Even absent the current Public Health Emergency, UIOs face disproportionate hardship as they attempt to stretch every dollar to care for a population with higher risks of chronic disease. AI/ANs face significant health disparities, including diabetes, cancer, and heart disease. Many of these disparities place AI/ANs at a higher risk for serious COVID-19 complications. With over 70% of AI/ANs living in urban areas, and with the highest rates of COVID-19 taking place in areas of high population density, many UIOs are the central care delivery sites for communities with compounded risks. UIOs receive direct funding from only one line item – and are not eligible for other critical IHS funding, including Health Care Facilities, Sanitation, Purchased/Referred Care, and Equipment, to name a few. Facing a pandemic with decades of underfunding made it clear in the earliest stages of the pandemic that UIOs would need a substantial amount of emergency resources in order to meet the needs of Urban Indians. Congress acted swiftly to support UIOs and the entire IHS system through emergency supplemental appropriations. We are grateful for the support, and cannot emphasize enough how essential these resources have been to positive health outcomes for Urban Indians.

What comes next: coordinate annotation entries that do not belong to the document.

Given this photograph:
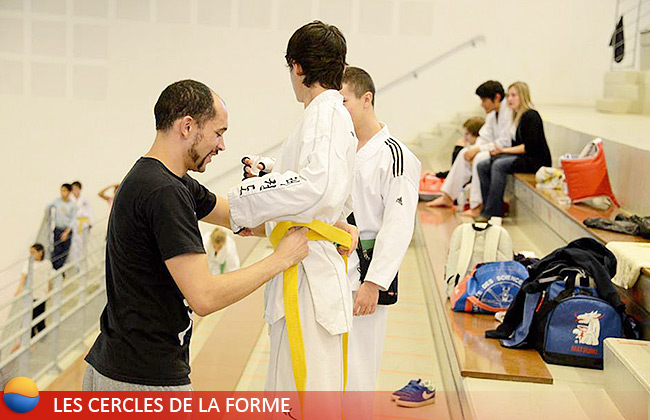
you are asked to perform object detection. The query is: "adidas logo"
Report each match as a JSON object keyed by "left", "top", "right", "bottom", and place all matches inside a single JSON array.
[{"left": 422, "top": 391, "right": 436, "bottom": 400}]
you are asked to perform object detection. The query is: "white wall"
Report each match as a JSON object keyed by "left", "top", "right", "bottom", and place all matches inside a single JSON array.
[{"left": 0, "top": 0, "right": 614, "bottom": 268}]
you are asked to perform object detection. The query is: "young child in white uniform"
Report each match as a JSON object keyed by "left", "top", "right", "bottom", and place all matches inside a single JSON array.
[
  {"left": 427, "top": 80, "right": 512, "bottom": 216},
  {"left": 341, "top": 67, "right": 421, "bottom": 391},
  {"left": 228, "top": 21, "right": 357, "bottom": 391}
]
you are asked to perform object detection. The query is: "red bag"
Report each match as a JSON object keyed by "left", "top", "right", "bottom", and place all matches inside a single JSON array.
[
  {"left": 418, "top": 172, "right": 445, "bottom": 201},
  {"left": 560, "top": 139, "right": 620, "bottom": 207}
]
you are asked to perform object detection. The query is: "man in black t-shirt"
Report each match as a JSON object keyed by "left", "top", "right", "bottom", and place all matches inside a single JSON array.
[{"left": 83, "top": 80, "right": 308, "bottom": 391}]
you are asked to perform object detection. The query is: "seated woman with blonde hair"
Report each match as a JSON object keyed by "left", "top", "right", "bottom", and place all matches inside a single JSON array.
[{"left": 477, "top": 82, "right": 551, "bottom": 220}]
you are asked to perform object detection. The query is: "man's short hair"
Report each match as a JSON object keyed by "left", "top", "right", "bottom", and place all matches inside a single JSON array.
[
  {"left": 476, "top": 80, "right": 506, "bottom": 101},
  {"left": 210, "top": 227, "right": 226, "bottom": 245},
  {"left": 463, "top": 117, "right": 485, "bottom": 137},
  {"left": 343, "top": 66, "right": 375, "bottom": 106},
  {"left": 153, "top": 80, "right": 217, "bottom": 131},
  {"left": 284, "top": 20, "right": 347, "bottom": 90}
]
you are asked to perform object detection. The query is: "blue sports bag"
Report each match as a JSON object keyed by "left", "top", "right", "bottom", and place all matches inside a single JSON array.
[
  {"left": 539, "top": 281, "right": 623, "bottom": 369},
  {"left": 451, "top": 261, "right": 528, "bottom": 313}
]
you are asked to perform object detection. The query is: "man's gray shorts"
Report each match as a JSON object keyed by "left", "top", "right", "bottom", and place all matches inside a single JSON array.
[{"left": 81, "top": 365, "right": 192, "bottom": 391}]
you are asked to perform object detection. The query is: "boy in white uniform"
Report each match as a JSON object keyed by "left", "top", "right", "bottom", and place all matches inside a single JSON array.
[
  {"left": 203, "top": 226, "right": 241, "bottom": 274},
  {"left": 427, "top": 80, "right": 512, "bottom": 216},
  {"left": 341, "top": 67, "right": 420, "bottom": 391},
  {"left": 228, "top": 21, "right": 357, "bottom": 391},
  {"left": 70, "top": 181, "right": 93, "bottom": 261}
]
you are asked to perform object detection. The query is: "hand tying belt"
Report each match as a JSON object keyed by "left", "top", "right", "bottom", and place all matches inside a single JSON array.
[{"left": 269, "top": 219, "right": 352, "bottom": 391}]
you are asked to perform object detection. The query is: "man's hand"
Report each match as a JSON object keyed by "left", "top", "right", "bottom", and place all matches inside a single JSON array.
[
  {"left": 334, "top": 220, "right": 359, "bottom": 257},
  {"left": 237, "top": 224, "right": 266, "bottom": 238},
  {"left": 490, "top": 146, "right": 503, "bottom": 157},
  {"left": 61, "top": 228, "right": 70, "bottom": 242},
  {"left": 352, "top": 281, "right": 379, "bottom": 316},
  {"left": 465, "top": 147, "right": 481, "bottom": 162},
  {"left": 274, "top": 228, "right": 309, "bottom": 270}
]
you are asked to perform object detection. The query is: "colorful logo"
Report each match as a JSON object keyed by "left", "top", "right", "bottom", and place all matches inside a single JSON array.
[
  {"left": 572, "top": 311, "right": 605, "bottom": 346},
  {"left": 4, "top": 376, "right": 40, "bottom": 413}
]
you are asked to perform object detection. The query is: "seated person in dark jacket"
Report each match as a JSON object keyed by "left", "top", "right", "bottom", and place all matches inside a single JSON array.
[{"left": 477, "top": 82, "right": 551, "bottom": 220}]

In order to both maximize the value of the money Congress has appropriated to UIOs, and to ensure other critical needs are met, it is imperative that UIOs have access to critical cost-saving measures like FTCA coverage. UIOs have reported that they would use their medical malpractice savings for additional Personal Protective Equipment, infrastructure improvements to ensure proper distancing between patients and staff, hiring additional providers, and expanding available services. All of these are imperative to help UIOs prevent and treat COVID-19 among their patients and communities, while preparing for future Public Health Emergencies.
We thank Congress for your support of UIOs during this Public Health Emergency and we urge you to keep FTCA coverage for UIOs front of mind as your work diligently on the next COVID-19 package. We are grateful for the Committee’s continued support of Urban Indians and dedication to improving the health outcomes of Indian Country.
 National Center for Health Statistics. Health, United States, 2015: With Special Feature on Racial and Ethnic Health Disparities. Hyattsville, MD. 2016.